Sunday, July 8, 2012

It Was the Fetus in the Conservatory with the Candlestick!

The following is a blog post by Elliott Pearce, Notre Dame Class of 2013. The original post can be reached by clicking here.

Hello again, readers. If any of you were wondering why it's been so long since I've posted, it's because of this little thing called real life. Contrary to popular opinion, I actually have one, and mine has been rather busy lately, so I haven't had much time for blogging. I'm back now, though, so as always, here's the deal:

For this post, I'm gonna write about abortion. I've been blogging long enough that it's about time that I got around to this topic. Oddly enough, abortion isn't a hotly-contested issue right now. Most people fall into one of two camps: either they believe that the fetus is a human person from conception onwards and is therefore off-limits, or they believe it's just a lump of tissue and that granting it "rights" would be preposterous. Neither side can get the other to accept its basic premise, which is the foundation for all of its further arguments, so no argument can take place. People just agree to disagree (though they don't do so agreeably).

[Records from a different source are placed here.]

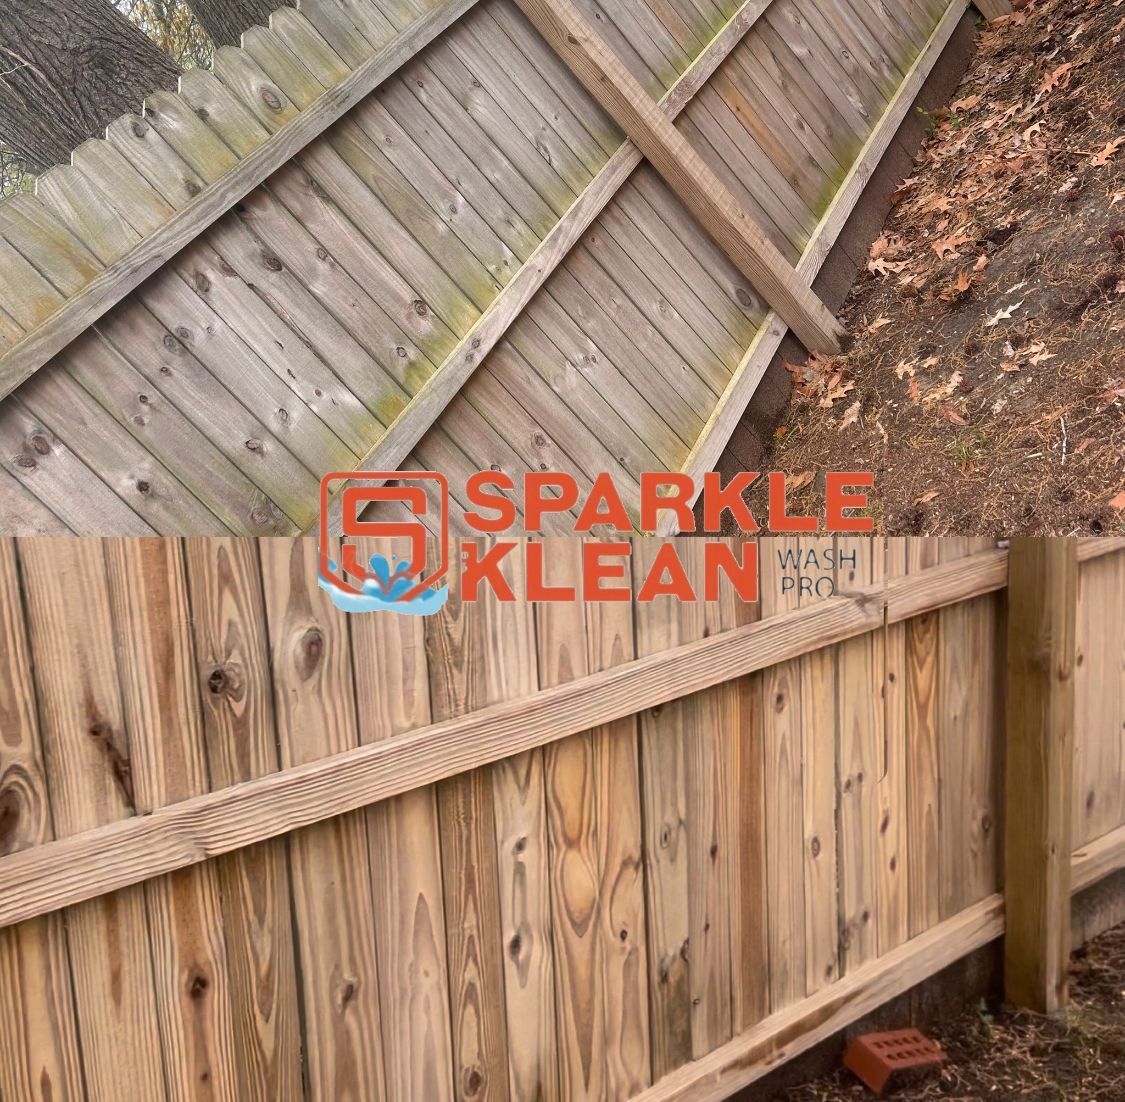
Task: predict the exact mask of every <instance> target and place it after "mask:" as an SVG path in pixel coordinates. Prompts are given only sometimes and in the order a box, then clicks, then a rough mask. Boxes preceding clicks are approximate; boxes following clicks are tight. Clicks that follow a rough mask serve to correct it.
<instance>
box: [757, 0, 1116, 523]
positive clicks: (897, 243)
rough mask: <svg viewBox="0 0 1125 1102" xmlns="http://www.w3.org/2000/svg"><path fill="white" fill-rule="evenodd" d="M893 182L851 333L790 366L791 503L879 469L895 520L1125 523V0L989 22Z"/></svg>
mask: <svg viewBox="0 0 1125 1102" xmlns="http://www.w3.org/2000/svg"><path fill="white" fill-rule="evenodd" d="M893 201H894V207H893V209H892V211H891V216H890V218H889V219H888V223H886V226H885V228H884V231H883V234H882V235H881V236H880V237H879V240H877V241H875V242H873V243H872V245H871V252H870V260H868V262H867V267H866V270H865V271H862V272H861V273H859V274H858V278H857V281H856V283H855V286H854V287H853V289H852V292H850V295H849V297H848V299H847V302H846V304H845V306H844V314H843V316H844V318H845V322H846V324H847V326H848V329H849V332H850V333H852V334H853V336H854V344H853V345H852V347H850V349H849V351H848V353H847V354H846V355H844V356H839V358H836V359H831V360H821V359H816V358H813V359H812V360H810V361H809V362H807V363H802V364H790V365H789V368H790V370H791V371H792V373H793V376H794V383H795V388H794V400H793V403H792V405H791V407H790V410H789V413H787V415H786V418H785V421H784V422H783V424H782V426H781V427H780V428H778V431H777V435H776V439H775V442H774V455H773V460H772V462H771V464H769V466H771V467H772V468H773V469H775V470H785V471H787V472H790V473H791V476H794V478H795V480H796V482H798V484H802V482H803V484H804V485H803V488H802V489H800V491H799V493H798V494H795V495H793V499H794V503H798V504H802V505H805V506H808V507H809V508H810V509H813V508H814V507H816V498H817V496H818V484H819V479H818V478H814V477H813V475H812V472H821V471H825V470H874V472H875V487H876V491H875V495H874V507H873V511H874V513H875V516H876V523H877V524H879V527H880V530H881V531H883V532H885V533H891V534H910V533H925V534H931V535H943V534H948V533H972V534H1010V533H1016V532H1021V533H1036V534H1046V533H1054V534H1071V533H1079V534H1083V533H1084V534H1100V533H1120V532H1125V0H1032V2H1030V3H1028V4H1026V6H1025V7H1023V9H1021V10H1017V11H1015V12H1014V13H1012V15H1011V16H1008V17H1006V18H1003V19H1000V20H997V21H996V22H993V24H992V25H991V26H990V27H988V28H987V29H984V30H983V33H982V36H981V42H980V49H979V53H978V55H976V57H975V60H974V61H973V63H972V65H971V67H970V70H969V72H967V74H966V75H965V79H964V80H963V82H962V84H961V87H960V88H958V90H957V92H956V96H955V98H954V100H953V102H951V103H949V105H948V107H947V108H946V109H945V110H944V111H940V112H938V114H937V115H935V116H934V117H933V119H931V133H930V136H929V137H928V138H927V141H926V143H925V145H924V147H922V151H921V153H920V155H919V157H918V159H917V161H916V164H915V171H913V173H912V175H911V178H910V179H908V180H906V181H903V182H902V184H901V186H900V188H899V189H898V190H897V191H895V193H894V196H893Z"/></svg>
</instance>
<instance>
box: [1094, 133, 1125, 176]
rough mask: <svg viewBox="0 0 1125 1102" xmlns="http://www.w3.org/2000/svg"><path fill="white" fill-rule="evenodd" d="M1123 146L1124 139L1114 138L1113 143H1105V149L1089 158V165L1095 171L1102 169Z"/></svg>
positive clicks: (1096, 153)
mask: <svg viewBox="0 0 1125 1102" xmlns="http://www.w3.org/2000/svg"><path fill="white" fill-rule="evenodd" d="M1123 145H1125V137H1119V138H1114V139H1113V142H1107V143H1106V147H1105V148H1104V150H1102V151H1101V152H1100V153H1095V154H1093V156H1092V157H1090V164H1092V165H1093V166H1095V168H1096V169H1100V168H1104V166H1105V165H1107V164H1108V163H1109V162H1110V160H1111V159H1113V157H1114V155H1115V154H1116V153H1117V151H1118V150H1119V148H1120V147H1122V146H1123Z"/></svg>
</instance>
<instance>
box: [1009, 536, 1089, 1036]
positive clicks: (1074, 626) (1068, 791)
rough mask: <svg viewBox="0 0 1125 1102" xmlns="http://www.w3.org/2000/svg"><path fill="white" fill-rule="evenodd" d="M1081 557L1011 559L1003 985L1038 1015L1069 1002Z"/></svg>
mask: <svg viewBox="0 0 1125 1102" xmlns="http://www.w3.org/2000/svg"><path fill="white" fill-rule="evenodd" d="M1075 550H1077V549H1075V543H1074V541H1073V540H1065V539H1055V540H1032V539H1027V538H1016V539H1014V540H1012V541H1011V548H1010V551H1009V555H1008V575H1009V578H1008V650H1007V661H1008V669H1007V729H1008V730H1007V734H1008V738H1007V770H1006V785H1005V798H1006V801H1007V809H1008V811H1007V821H1006V824H1005V841H1006V846H1005V855H1006V859H1005V904H1006V915H1007V931H1006V934H1007V936H1006V937H1005V949H1003V961H1005V965H1003V983H1005V994H1006V996H1007V999H1008V1000H1009V1001H1010V1002H1012V1003H1015V1005H1017V1006H1025V1008H1027V1009H1028V1010H1033V1011H1036V1012H1037V1013H1041V1014H1042V1013H1052V1012H1054V1011H1057V1010H1062V1009H1063V1008H1064V1006H1065V1005H1066V1003H1068V985H1069V967H1070V905H1069V900H1070V870H1071V848H1072V847H1071V841H1070V839H1071V798H1072V794H1073V779H1072V778H1073V760H1074V657H1075V649H1074V635H1075V620H1077V600H1078V560H1077V557H1075Z"/></svg>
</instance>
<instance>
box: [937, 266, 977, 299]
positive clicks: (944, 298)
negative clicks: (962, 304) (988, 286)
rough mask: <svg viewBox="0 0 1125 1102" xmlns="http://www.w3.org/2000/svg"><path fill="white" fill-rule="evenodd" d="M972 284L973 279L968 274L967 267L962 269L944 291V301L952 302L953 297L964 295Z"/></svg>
mask: <svg viewBox="0 0 1125 1102" xmlns="http://www.w3.org/2000/svg"><path fill="white" fill-rule="evenodd" d="M972 284H973V279H972V277H971V275H970V274H969V269H963V270H962V271H961V273H960V274H958V275H957V278H956V279H955V280H954V281H953V282H952V283H951V284H949V288H948V290H946V291H944V292H943V295H942V298H943V299H945V301H946V302H952V301H953V300H954V299H955V298H960V297H961V296H962V295H964V293H965V292H966V291H967V290H969V288H970V287H972Z"/></svg>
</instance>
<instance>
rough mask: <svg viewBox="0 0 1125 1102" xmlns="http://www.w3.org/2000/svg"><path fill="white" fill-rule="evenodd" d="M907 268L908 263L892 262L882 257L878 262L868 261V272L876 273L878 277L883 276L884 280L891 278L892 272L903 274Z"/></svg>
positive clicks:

Those arguments that do occur center around the one, big, fundamental question: when does the fetus become a human person? I'm going to respond by beginning with another question, one that's slightly ridiculous. If a fetus were to somehow exit the womb, commit a murder, and return, leaving DNA evidence at the scene, who would the CSI crew identify as the killer? It sure wouldn't be the mother, because from the moment of conception, half of a fetus's DNA is the father's. How, then, can one say that a fetus is merely "part of its mother's body" when our most accurate and fundamental means of identifying tissue disagrees?

One could cite cells with virally corrupted or mutated genes as examples of "parts of one's body" that contain foreign or nonstandard DNA, but such cells are few and far between, and the unusual DNA makes up a very small percentage of the cell's total genome. There is no "organ" or "tissue" with 50% foreign DNA that grows naturally in the human body besides the fetus.

If it's not part of its mother's body, whose body is it a part of? Well, if we let our hypothetical homicidal fetus develop through birth and run a DNA test on the baby, we would identify the baby as the killer. If it's a part of anyone's body at all, the fetus must then be part of the baby's body. How can that be the case if the baby does not yet exist? Such a proposition is absurd, especially when one considers that every cell in the baby's body is a daughter cell of the original single-celled zygote. Every bit of the baby comes from the fetus, so the fetus cannot be a part of the baby's body, it IS the baby's body. Therefore, if the fetus exists, the baby exists.

This is a ridiculous example, but it's useful for illustrating some points about the continuity of the fetus's development from conception to birth. If a fetus committed a murder, would we charge the baby with the crime? Assuming this highly capable and responsible fetus became a similarly advanced baby, we would have to, because what was once the fetus is now the baby. What is now the baby, furthermore, will become the child, the teen, and then the adult. All throughout these differing stages of development, the child grows and matures physically and mentally, but its DNA and its basic identity in our eyes remain the same. The fetus participates in the same process and shares the same DNA. Should the fact that its development takes place inside the womb exclude it from the condition of personhood we extend to human life in all other stages of development? I don't think so.